Background Infections are rare and poorly studied complications of unicompartmental knee arthroplasty (UKA) surgery. They are significantly less common compared to infections after total knee arthroplasties (TKAs). Optimal management of periprosthetic joint infections (PJIs) after a UKA is not clearly defined in the literature. This article presents the results of the largest multicentre clinical study of UKA PJIs treated with Debridement, Antibiotics and Implant Retention (DAIR). Materials and Methods In this retrospective case series, patients presenting between January 2016 and December 2019 with early UKA infection were identified at three specialist centres using the Musculoskeletal Infection Society (MSIS) criteria. All patients underwent a standardized treatment protocol consisting of the DAIR procedure and antibiotic therapy comprising two weeks of intravenous (IV) antibiotics followed by six weeks of oral therapy. The main outcome measure was overall survivorship free from reoperation for infection. Results A total of 3225 UKAs (2793 (86.2%) medial and 432 (13.8%) lateral UKAs) were performed between January 2016 and December 2019. Nineteen patients had early infections necessitating DAIR. The mean follow-up period was 32.5 months. DAIR showed an overall survivorship free from septic reoperation of 84.2%, with overall survivorship free from all-cause reoperation of 78.95%. The most common bacteria were Coagulase-negative Staphylococci , Staphylococcus aureus and Group B Streptococci . Three patients required a second DAIR procedure but remained free from re-infection at follow-up obviating the need for more demanding, staged revision surgery. Conclusions In infected UKAs, the DAIR procedure produces a high rate of success, with a high survivorship of the implant.

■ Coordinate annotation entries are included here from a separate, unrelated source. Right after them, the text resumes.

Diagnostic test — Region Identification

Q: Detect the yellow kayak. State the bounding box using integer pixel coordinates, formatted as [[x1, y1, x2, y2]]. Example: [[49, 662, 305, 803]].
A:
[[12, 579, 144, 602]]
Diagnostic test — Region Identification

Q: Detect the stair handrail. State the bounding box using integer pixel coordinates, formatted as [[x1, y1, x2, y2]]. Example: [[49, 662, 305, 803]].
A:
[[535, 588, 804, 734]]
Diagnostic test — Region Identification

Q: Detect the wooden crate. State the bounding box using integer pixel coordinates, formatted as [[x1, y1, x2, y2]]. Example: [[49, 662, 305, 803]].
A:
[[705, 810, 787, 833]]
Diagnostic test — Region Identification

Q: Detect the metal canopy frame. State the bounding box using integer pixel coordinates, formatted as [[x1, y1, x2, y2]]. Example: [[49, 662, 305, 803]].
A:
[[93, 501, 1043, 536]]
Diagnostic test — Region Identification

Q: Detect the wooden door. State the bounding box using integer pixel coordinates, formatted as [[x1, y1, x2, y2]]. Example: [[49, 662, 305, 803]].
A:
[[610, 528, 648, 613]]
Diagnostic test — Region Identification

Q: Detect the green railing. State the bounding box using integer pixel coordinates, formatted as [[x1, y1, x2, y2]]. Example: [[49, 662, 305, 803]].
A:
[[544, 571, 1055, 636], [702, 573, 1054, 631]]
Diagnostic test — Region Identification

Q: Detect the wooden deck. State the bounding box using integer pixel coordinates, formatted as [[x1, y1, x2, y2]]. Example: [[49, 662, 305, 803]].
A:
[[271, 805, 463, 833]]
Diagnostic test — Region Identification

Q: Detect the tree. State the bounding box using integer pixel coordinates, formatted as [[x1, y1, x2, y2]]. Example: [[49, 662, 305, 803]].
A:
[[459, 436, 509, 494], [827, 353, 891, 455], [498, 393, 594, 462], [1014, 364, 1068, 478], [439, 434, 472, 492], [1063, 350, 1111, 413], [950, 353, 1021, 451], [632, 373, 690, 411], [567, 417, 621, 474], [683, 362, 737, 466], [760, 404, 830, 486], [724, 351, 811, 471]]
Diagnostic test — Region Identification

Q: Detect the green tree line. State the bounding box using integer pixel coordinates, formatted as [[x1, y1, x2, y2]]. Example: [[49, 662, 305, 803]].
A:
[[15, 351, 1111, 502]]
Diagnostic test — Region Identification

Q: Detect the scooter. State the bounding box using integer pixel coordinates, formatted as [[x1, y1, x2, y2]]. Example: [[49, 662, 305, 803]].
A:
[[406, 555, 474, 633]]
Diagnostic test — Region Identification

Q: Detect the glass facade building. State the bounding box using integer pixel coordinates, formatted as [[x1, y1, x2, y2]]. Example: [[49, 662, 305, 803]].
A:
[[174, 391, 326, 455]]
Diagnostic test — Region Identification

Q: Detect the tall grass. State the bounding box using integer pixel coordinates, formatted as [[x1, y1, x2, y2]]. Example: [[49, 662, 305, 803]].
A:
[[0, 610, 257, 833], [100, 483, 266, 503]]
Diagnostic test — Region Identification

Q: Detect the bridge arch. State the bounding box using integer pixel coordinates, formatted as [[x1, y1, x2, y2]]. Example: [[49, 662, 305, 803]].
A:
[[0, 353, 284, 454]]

Key messages Debridement, Antibiotics and Implant Retention (DAIR) is a successful and minimally invasive surgical option for the management of periprosthetic joint infections (PJIs) after UKA. The surface area available for bacteria to colonise is much smaller in UKAs compared to total knee arthroplasties (TKAs), and this may account for the higher success rates of the DAIR procedure in infected UKAs versus infected TKAs. A second DAIR procedure can be considered in the management of the early recurrence of PJIs with a well-fixed UKA.